I created a service application that uses multithreading for parallel processing of data located in the InnoDB table (about 2-3 million records and no more than InnoDB-related queries made by the application). Each thread makes the following queries to the specified table:
- INITIAL OPERATION
- SELECT FOR UPDATE (SELECT pk FROM table WHERE status = 'new' LIMIT 100 FOR UPDATE)
- UPDATE (UPDATE table SET status = 'locked' WHERE pk BETWEEN X AND Y)
- COMMIT
- DELETE (DELETE FROM WHERE pK BETWEEN X AND Y table)
The guys from forum.percona.com gave me some tips - do not use SELECT FOR UPDATE and UPDATE because of the longer time it takes to complete the transaction (2 queries), and waiting for the lock to wait. Their advice was (auto-commit enabled):
- UPDATE (table UPDATE SET status = 'locked', thread = Z LIMIT 100)

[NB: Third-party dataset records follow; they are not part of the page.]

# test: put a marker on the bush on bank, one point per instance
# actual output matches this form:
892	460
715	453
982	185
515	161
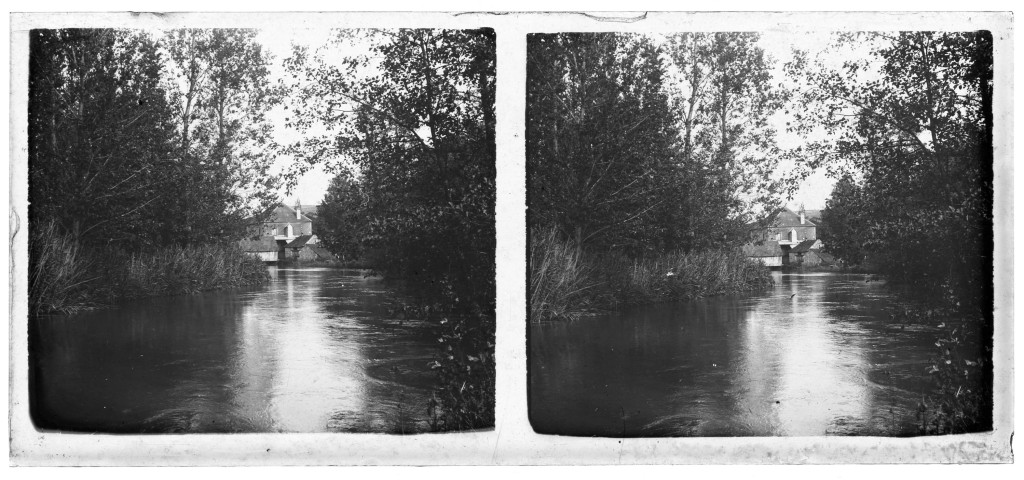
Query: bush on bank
66	276
566	280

- SELECT (SELECT pk FROM table WHERE thread = Z)
- DELETE (DELETE FROM WHERE pK BETWEEN X AND Y table)
and that was supposed to improve performance. However, instead, I got even more dead ends and expectations of blocking timeouts than before ...

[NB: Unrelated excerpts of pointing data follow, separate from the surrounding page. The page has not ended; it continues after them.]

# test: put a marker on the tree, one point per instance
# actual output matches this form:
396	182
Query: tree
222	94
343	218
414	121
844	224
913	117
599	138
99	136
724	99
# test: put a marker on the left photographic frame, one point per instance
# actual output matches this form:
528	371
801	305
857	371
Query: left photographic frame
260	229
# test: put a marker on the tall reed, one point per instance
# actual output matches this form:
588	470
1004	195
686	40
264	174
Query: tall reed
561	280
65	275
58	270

I read a lot about InnoDB optimization and configured the server correctly, so InnoDB settings are 99% fine. This fact is also confirmed by the first scenario, which works perfectly and better than the second. My.cnf file:
innodb_buffer_pool_size = 512M innodb_thread_concurrency = 16 innodb_thread_sleep_delay = 0 innodb_log_buffer_size = 4M innodb_flush_log_at_trx_commit=2
Any ideas why the optimization was not successful?